Estrella Carrion, 58 ans, a toujours vécu à Chiva. Et, avant elle, ses parents, ses grands-parents, ses arrière-grands-parents ont occupé la jolie maison près de l’église. Depuis plus de deux cents ans, pense-t-elle. Avec vue sur le « barranco del gallo », ce ruisseau presque invisible qui s’est transformé en une vague gigantesque lorsque les pluies diluviennes sont tombées sur la ville. Plus de 40 centimètres d’eau en quelques heures. La vue est toujours là, c’est la moitié de la maison qui a été emportée par la crue. Trois pièces arrachées. La famille a pu se réfugier à l’étage.

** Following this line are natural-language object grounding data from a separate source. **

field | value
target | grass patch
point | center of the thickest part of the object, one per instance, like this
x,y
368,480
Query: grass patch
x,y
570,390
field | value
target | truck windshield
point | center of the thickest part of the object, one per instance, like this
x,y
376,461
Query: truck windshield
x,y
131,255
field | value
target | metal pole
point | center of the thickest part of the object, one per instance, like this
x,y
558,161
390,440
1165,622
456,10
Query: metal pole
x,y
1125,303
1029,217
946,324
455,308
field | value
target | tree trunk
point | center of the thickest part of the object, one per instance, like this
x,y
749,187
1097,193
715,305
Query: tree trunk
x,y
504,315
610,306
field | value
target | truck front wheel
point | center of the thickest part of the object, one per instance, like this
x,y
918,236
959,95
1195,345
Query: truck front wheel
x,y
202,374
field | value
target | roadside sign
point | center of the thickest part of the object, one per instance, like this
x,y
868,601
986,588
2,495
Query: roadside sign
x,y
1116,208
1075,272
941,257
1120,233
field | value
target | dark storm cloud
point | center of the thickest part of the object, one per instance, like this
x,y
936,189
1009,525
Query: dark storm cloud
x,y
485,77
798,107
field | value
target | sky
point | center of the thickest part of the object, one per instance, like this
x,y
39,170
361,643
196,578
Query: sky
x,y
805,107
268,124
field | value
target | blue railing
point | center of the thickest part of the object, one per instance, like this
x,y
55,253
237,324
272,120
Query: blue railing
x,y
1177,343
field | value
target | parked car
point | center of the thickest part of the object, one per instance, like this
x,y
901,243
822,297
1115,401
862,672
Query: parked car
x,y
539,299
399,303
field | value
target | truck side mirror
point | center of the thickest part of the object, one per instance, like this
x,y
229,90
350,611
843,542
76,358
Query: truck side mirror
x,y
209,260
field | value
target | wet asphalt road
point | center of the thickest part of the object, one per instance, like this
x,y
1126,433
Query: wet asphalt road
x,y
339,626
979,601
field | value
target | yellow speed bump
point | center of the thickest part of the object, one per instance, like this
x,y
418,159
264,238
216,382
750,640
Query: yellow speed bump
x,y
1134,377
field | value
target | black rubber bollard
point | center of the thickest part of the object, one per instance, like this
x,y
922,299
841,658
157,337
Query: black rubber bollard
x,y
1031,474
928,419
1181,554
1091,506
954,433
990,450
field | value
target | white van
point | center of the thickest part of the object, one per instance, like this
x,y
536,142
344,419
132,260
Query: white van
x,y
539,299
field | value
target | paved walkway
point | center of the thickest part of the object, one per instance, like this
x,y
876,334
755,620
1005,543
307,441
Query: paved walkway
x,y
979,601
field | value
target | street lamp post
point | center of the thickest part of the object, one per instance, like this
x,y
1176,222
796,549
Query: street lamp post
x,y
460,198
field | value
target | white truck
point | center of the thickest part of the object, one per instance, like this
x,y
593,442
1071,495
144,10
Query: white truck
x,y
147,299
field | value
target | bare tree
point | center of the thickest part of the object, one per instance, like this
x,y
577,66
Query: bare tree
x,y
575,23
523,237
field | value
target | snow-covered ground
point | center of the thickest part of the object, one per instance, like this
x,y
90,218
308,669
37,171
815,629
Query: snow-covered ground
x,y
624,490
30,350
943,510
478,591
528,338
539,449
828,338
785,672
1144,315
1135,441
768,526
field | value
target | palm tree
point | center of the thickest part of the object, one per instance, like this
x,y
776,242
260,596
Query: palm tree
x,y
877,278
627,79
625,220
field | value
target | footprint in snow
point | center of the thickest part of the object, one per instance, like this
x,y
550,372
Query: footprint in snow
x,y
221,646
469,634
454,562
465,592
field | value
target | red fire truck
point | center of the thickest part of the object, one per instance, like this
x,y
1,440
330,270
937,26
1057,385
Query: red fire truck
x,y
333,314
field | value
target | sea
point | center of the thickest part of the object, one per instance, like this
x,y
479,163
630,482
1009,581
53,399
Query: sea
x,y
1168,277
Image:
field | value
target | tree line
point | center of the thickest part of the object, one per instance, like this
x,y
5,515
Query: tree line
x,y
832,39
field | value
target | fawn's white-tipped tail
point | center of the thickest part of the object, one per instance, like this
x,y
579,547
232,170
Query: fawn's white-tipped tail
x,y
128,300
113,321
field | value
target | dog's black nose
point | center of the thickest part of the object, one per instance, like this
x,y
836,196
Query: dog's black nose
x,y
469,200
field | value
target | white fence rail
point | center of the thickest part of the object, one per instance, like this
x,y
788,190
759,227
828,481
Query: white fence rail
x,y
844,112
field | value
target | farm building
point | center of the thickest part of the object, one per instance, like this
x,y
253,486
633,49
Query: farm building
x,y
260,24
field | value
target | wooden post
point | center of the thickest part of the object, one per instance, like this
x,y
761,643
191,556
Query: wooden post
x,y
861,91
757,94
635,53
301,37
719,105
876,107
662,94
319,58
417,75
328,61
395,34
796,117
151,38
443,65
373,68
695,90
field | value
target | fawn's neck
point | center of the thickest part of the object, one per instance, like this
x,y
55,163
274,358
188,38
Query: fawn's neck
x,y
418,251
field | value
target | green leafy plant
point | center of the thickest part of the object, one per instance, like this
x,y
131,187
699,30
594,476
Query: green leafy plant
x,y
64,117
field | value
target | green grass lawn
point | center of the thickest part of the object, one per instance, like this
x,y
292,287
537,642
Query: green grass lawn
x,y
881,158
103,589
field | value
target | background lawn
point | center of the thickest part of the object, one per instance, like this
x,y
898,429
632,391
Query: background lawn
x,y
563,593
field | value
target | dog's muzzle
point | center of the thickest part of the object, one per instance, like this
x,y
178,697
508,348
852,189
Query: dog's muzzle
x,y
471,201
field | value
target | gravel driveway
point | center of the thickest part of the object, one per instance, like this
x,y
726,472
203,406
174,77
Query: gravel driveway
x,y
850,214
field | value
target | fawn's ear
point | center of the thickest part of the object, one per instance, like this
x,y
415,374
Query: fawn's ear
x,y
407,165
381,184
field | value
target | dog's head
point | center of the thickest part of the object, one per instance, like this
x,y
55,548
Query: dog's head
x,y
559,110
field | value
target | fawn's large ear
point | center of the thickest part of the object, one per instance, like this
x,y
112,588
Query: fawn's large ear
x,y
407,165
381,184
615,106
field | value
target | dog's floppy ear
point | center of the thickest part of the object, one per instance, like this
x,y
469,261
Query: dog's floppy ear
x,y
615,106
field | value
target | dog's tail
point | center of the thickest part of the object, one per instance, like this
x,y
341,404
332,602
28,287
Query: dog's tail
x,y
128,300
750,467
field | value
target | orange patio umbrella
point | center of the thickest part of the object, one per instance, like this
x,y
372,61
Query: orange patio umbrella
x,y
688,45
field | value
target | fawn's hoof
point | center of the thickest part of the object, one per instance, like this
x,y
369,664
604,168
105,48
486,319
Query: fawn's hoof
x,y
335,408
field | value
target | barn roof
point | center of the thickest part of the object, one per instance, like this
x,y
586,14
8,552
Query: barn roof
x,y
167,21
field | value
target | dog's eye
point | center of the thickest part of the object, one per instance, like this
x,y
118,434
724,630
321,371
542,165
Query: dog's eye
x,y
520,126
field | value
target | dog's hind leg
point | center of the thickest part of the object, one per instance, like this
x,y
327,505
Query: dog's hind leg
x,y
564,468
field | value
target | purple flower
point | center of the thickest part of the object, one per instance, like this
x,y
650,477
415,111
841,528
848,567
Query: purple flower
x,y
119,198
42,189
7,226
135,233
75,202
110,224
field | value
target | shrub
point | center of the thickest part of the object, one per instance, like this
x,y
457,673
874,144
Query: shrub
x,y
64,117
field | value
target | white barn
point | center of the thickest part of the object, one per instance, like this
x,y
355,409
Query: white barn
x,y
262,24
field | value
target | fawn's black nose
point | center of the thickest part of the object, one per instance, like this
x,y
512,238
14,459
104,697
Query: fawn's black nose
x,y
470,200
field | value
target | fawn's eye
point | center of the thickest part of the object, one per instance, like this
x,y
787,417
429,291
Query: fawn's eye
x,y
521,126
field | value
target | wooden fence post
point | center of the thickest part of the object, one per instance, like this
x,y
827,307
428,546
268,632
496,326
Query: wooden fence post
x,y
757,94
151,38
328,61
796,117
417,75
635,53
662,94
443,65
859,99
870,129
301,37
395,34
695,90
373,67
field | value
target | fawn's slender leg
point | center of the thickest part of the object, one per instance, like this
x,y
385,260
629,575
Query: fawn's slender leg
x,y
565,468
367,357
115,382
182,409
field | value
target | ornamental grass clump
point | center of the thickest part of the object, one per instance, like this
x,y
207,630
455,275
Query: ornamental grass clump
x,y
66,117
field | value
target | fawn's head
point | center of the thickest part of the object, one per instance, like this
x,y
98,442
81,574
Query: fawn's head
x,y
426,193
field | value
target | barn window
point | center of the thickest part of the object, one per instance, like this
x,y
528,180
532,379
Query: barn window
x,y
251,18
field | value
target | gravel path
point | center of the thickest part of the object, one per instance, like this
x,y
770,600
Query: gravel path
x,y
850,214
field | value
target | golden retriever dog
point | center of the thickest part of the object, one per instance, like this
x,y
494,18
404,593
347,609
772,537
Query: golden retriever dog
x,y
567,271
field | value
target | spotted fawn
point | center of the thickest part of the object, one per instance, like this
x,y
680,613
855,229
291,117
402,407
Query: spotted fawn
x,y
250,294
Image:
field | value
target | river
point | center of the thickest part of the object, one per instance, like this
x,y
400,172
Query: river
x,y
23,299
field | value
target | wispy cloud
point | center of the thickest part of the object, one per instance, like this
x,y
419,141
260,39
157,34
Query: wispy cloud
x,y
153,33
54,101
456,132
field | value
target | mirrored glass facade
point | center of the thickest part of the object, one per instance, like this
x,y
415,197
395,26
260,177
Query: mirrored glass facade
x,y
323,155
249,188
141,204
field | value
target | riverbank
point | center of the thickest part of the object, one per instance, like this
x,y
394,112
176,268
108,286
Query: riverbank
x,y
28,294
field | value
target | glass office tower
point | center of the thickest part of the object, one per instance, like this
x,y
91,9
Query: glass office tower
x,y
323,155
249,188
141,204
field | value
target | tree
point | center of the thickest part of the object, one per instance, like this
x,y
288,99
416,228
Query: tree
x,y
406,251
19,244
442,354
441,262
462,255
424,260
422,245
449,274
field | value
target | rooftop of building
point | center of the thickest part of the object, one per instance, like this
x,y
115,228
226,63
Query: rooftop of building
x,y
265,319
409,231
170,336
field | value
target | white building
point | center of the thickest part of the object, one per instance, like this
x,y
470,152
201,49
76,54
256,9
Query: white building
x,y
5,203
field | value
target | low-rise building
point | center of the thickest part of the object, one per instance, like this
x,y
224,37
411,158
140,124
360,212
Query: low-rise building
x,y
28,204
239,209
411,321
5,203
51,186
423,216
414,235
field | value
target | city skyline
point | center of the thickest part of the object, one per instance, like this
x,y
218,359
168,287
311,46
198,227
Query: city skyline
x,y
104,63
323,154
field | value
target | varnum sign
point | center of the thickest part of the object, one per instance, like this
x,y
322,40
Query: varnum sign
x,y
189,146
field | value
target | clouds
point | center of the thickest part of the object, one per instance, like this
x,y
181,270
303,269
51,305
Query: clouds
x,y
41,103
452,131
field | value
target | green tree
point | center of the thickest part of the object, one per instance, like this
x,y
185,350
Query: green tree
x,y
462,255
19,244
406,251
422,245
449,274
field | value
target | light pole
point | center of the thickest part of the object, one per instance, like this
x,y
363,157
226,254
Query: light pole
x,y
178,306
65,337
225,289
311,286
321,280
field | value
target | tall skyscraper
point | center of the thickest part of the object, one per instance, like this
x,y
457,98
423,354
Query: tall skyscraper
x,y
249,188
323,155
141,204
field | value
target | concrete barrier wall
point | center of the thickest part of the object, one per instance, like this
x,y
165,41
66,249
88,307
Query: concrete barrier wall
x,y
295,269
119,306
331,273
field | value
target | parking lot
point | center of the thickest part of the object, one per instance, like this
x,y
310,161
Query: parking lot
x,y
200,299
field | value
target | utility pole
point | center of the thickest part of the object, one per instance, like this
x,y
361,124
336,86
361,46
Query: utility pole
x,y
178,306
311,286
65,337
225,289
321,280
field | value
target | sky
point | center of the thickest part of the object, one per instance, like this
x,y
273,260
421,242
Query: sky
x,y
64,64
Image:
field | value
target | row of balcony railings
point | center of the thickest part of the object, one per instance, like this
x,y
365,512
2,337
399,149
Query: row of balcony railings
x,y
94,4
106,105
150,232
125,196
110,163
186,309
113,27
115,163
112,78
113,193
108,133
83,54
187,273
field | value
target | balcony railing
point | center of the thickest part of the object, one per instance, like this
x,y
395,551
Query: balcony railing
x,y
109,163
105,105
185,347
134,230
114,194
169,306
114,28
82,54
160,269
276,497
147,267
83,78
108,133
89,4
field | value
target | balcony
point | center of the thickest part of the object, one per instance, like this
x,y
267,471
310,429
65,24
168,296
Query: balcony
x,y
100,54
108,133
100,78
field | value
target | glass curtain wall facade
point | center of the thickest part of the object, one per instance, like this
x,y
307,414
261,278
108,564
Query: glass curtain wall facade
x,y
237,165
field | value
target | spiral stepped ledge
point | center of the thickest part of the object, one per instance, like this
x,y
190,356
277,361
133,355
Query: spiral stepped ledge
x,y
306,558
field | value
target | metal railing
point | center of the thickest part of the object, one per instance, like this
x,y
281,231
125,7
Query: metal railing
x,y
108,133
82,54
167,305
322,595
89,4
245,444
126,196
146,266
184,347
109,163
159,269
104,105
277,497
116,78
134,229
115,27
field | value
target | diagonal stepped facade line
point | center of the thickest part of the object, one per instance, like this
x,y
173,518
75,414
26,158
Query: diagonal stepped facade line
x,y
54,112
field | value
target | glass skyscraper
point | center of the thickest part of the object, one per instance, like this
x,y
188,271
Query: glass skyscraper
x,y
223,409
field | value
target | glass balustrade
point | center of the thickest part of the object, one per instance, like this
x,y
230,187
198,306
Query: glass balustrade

Pas le chien, emporté par la furie de l’eau.

Les architectes de la mairie sont passés un peu plus tôt : la maison n’est plus habitable. « On ne vivra plus ici », se désole la mère de famille, hébergée par des amis dans le village. Les habitants s’accrochent à cette solidarité, impressionnante, pour tirer du positif de cette catastrophe naturelle et humaine, sans comparaison avec la précédente crue, en 1982. Les voisins, les voisins des voisins, ceux d’en haut, ceux d’en bas, ont offert leurs bras pour dégager la boue. Les enfants d’Estrella sont allés aider d’autres victimes. Les agriculteurs de la commune sont venus avec leurs tracteurs pour apporter des bassines d’eau et repartir, dans une noria incessante, avec les restes des maisons détruites − les jouets des enfants, les vêtements, les livres, les meubles.

Beaucoup de jeunes repoussent inlassablement l’eau des maisons à l’aide de pelles et de balais. Des entreprises du bâtiment ont apporté leur matériel. La Guardia Civil et les services de secours ne sont pas absents, mais le village s’est pris en main tout seul, chacun apportant ce qu’il peut, plutôt que d’attendre une aide qui ne semblait pas arriver. « On ne peut rien faire d’autre que de s’aider les uns les autres », résume Estrella Carrion.